A basic property of this definition is that advantages sum to zero, $$ \sum_{i=1}^N A_i = \sum_{i=1}^N (r_i - p) = \sum_{i=1}^N r_i - Np = Np - Np = 0. $$

Thus the GRPO update extracts information purely from the variation within the set of rewards generated for a single problem. If all $r_i$ are identical (if the model always succeeds or always fails on this problem), then each $A_i$ is zero and the problem yields no gradient signal. Conversely, if the model is correct on some responses and incorrect on others, the advantages take nonzero values and a useful learning signal is produced. Dividing $A_i$ by the standard deviation preserves its zero-sum property and merely scales the resultant gradient magnitude.

To quantify this variation, we consider the mean squared advantage $$ \frac{1}{N}\sum_{i=1}^N A_i^2 = \frac{1}{N}\left(Np(1-p)^2 + N(1-p)p^2\right) = p(1-p). $$

This quantity is the variance of a Bernoulli random variable with mean $p$ and reaches its maximum at $p = \tfrac{1}{2}$. It vanishes at $p=0$ and $p=1$, matching the intuition that a problem the model always solves or always fails provides no contrastive signal for GRPO. We therefore define the priority score of a problem as $$ \omega = p(1-p). $$

Problems with success rates near one-half receive high priority, whereas those with extreme success rates receive low priority. Because $\omega\in[0,1/4]$, the priority score is naturally bounded and comparable across problems. This perspective aligns with broader difficulty-aware views (Sun et al. 2025) that emphasize mid-difficulty examples as especially informative; the contribution here is to make that idea fully explicit in GRPO's group-advantage algebra and to turn it into a concrete replay policy.

Takeaway

The GRPO advantage structure singles out problems with intermediate success rates. The scalar quantity $p(1-p)$ captures this and provides a principled problem-level priority.

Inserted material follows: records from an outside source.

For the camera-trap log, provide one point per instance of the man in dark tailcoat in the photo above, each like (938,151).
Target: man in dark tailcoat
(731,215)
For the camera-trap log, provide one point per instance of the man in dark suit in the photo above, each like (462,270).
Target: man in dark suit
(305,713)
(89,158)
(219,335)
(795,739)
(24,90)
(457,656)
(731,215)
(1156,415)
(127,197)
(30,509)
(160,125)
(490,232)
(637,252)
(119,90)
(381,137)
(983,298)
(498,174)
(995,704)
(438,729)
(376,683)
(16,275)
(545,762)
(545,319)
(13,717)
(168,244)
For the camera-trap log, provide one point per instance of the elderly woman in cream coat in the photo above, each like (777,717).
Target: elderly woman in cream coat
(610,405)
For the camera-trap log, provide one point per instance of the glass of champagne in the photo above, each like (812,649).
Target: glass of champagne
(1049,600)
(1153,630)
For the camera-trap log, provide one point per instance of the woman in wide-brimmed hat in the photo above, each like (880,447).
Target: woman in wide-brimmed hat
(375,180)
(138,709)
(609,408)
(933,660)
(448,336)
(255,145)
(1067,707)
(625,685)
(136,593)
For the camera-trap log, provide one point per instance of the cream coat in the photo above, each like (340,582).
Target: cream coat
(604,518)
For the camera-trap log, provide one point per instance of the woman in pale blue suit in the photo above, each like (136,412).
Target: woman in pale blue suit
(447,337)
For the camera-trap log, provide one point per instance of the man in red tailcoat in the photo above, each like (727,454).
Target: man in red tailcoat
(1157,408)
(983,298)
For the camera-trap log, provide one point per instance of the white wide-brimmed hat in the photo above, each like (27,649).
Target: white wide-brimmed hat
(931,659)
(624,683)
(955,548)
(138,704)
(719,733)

At the beginning of training, no empirical estimate of $p$ is available for any problem. Pre-estimating $p$ through multiple rollouts is computationally wasteful for large datasets, and the estimate can instead be obtained on-line as training progresses. To guarantee that every problem is sampled at least once, all priority scores may be initialized to $+\infty$. After a problem has been sampled, its priority score is updated to the finite value $\omega = p(1-p)$ computed from the observed responses. To reduce noise across iterations, $p$ may optionally be maintained using an exponential moving average.

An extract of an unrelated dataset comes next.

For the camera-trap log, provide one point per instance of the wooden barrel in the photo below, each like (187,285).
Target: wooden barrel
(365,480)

As a more efficient alternative, priority scores can be initialized to any value below $0.25$, the maximum of $p(1-p)$. This initialization allows the algorithm to immediately exploit genuinely high-priority problems as soon as they are identified, without requiring a complete sweep of the dataset. However, this choice no longer guarantees that every problem is forcefully visited at least once. Note also that choosing an initialization value below $0.25$ controls the trade-off between uniform first-time sampling and early exploitation of problems whose priorities exceed that threshold. For example, for a group size of $N=8$, initializing priorities at $0.2$ allows problems with $3$, $4$, or $5$ correct responses to take precedence, while previously unseen problems will not be sampled until later model updates reduce the priorities of the currently dominant problems below $0.2$ (corresponding to correctness levels outside the $3$–$5$ range).

Computational deployment

To efficiently obtain, at each iteration, the $C$ problems with the largest priority scores, we employ a binary max-heap, following Schaul et al. 2016. A binary heap is an array-based representation of a complete binary tree satisfying the heap property that for each index $i$, the parent has priority score no smaller than its children. If indices start at zero, the children of position $i$ reside at positions $2i+1$ and $2i+2$. The maximal-priority element is always stored at index $0$.

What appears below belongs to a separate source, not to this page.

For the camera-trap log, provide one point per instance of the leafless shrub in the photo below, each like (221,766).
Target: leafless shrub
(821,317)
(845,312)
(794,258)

The operations extract_max and insert both require $O(\log M)$ time for a heap of size $M$, and are implemented using the standard sift-down and sift-up procedures, which move an element downward or upward until the heap property is restored.

The training iteration proceeds as follows:

Use extract_max repeatedly to obtain the $C$ problems with the highest current priority scores. These are removed from the heap.
For each extracted problem, generate $N$ responses, compute their binary rewards, and apply the GRPO update to the model.
For each such problem, compute a new priority score $\omega = p(1-p)$, where $p$ is the empirical (or exponentially averaged) success rate.
Reinsert each problem into the heap using insert together with its newly computed priority score.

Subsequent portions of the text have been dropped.